The weekly special is two 50lb boxes for $150, and that includes shipping. You can do 25/25 or 50 in each box. I picked myself up apple, maple, oak and hickory in the 5.5" splits. Got in like 3 days. The flavor is like night and day when compared to the stuff at Menards/Home Depot/Etc. 

I might even pick up the 500lb $250 special. $1/pound after shipping is a great deal. 

Just thought I'd share, I'm not trying to sell anything and I'm not a rep of the company.


----------



## cabin fever (May 31, 2011)

I ordered a box of white oak mini splits from them a few weeks ago and the product is absolutely top notch. I placed my order on a Tuesday and the wood arrived Friday. They really pack as much as they can into every box and each piece is extremely uniform. I'm not a big fan of the flavor white oak provides, but I'll definitely be ordering some hickory, peach and apple wood from them in the near future.


----------



## flash (May 31, 2011)

Cabin Fever said:


> I ordered a box of white oak mini splits from them a few weeks ago and the product is absolutely top notch.
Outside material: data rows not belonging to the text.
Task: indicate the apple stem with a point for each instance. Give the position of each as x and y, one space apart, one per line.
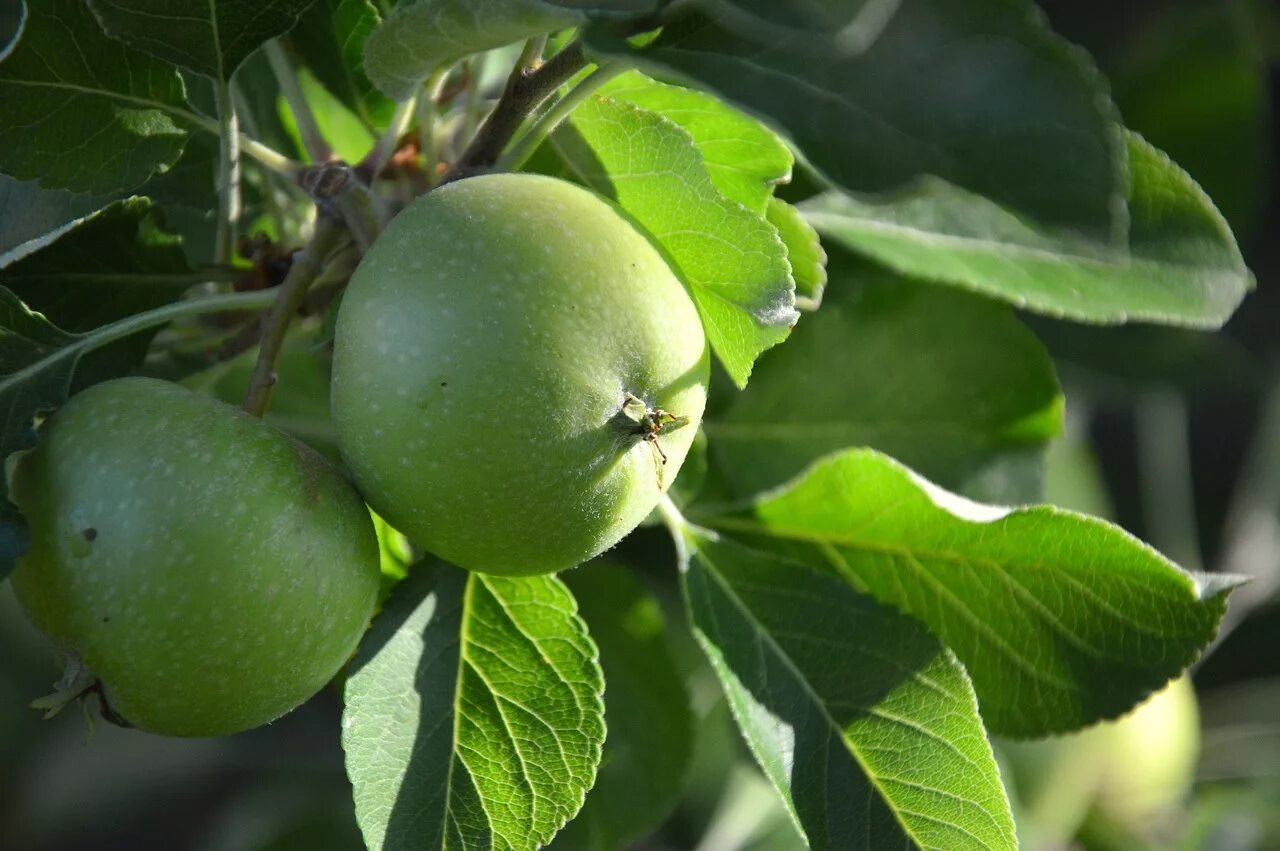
526 90
318 147
554 117
428 117
307 266
228 175
387 143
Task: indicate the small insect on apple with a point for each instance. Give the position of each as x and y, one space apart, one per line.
650 422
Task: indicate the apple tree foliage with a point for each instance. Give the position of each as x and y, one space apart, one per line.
863 198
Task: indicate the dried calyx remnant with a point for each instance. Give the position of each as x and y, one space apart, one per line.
649 424
78 683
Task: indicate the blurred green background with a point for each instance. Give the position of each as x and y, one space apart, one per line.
1173 434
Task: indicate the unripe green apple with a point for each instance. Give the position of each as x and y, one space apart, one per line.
210 571
1151 758
502 355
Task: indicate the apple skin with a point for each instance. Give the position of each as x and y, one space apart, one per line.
484 349
210 571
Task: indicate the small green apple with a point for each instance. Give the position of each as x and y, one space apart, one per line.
1151 758
517 374
210 572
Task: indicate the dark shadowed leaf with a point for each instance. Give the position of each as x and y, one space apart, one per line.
647 712
947 383
977 92
114 264
210 37
419 37
30 215
1182 265
81 111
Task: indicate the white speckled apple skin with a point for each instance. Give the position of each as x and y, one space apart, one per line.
483 352
211 571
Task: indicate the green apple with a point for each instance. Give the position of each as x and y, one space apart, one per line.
210 572
517 374
1151 758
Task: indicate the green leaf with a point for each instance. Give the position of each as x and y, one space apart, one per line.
977 92
474 715
81 111
26 338
30 215
330 37
1182 266
421 36
210 37
731 259
1061 620
113 264
942 380
863 721
744 159
804 252
117 262
647 712
192 181
351 137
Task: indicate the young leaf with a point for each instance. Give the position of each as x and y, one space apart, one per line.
421 36
330 37
1182 265
804 252
942 380
210 37
647 712
978 92
474 715
744 159
865 723
1061 620
81 111
731 259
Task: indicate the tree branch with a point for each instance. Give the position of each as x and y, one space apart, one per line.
307 266
526 88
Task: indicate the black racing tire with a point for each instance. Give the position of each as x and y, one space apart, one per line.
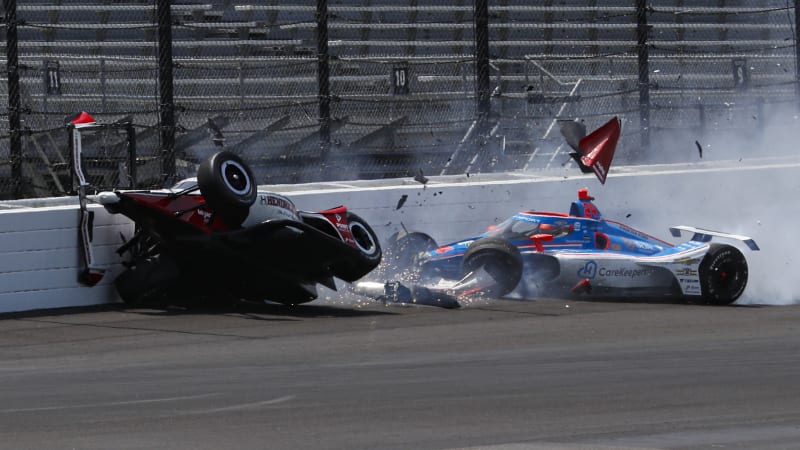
366 240
404 248
500 258
723 274
147 282
228 185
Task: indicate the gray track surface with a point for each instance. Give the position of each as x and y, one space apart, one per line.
506 375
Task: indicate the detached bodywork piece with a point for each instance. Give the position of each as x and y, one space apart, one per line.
216 236
549 254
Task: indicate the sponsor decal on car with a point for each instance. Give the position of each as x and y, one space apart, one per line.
589 270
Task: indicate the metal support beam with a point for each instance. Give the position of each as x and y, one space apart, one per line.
323 81
14 105
642 30
165 89
482 68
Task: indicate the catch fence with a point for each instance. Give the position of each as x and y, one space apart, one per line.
312 91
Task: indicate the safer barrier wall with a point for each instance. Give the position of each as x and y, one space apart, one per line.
40 259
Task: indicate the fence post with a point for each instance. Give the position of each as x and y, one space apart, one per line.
165 89
323 73
644 73
482 89
12 66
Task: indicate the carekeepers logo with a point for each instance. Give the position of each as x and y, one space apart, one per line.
589 270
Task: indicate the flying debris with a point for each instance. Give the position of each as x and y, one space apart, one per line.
419 177
593 152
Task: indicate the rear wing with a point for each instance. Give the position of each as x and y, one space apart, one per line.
593 153
703 235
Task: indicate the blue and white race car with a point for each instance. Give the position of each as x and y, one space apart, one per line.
546 254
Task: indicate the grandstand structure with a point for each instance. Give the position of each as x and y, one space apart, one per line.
317 90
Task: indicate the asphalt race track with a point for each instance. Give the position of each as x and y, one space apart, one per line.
505 375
I placed my order on a Tuesday and the wood arrived Friday. They really pack as much as they can into every box and each piece is extremely uniform. I'm not a big fan of the flavor white oak provides, but I'll definitely be ordering some hickory, peach and apple wood from them in the near future.




Cabin, personally all oak works. I live amongst much oak, White and Red and Red is by far better for smoking. It last longer and gives a deeper color to the meat. If you get a chance to purchase some of it, do so.


----------



## cabin fever (May 31, 2011)

Flash said:


> Cabin, personally all oak works. I live amongst much oak, White and Red and Red is by far better for smoking. It last longer and gives a deeper color to the meat. If you get a chance to purchase some of it, do so.




I've read that most folks prefer red oak to white. To me white oak just has kind of a strong generic flavor. I didn't notice that Fruita Wood Chunks also offers variety boxes of their wood when I placed my order so I'll definitely try some red oak next time out.


----------



## flash (Jun 1, 2011)

Cabin Fever said:


> I've read that most folks prefer red oak to white. To me white oak just has kind of a strong generic flavor. I didn't notice that Fruita Wood Chunks also offers variety boxes of their wood when I placed my order so I'll definitely try some red oak next time out.


I don't know if they get into the different names of the different Oaks, but if they do, look for Black Jack, Blue Jack and Turkey Oaks.


----------



## biaviian (Jun 1, 2011)

This is where I have been ordering all of my chunks since I started this expensive hobby.  Top notch people!


----------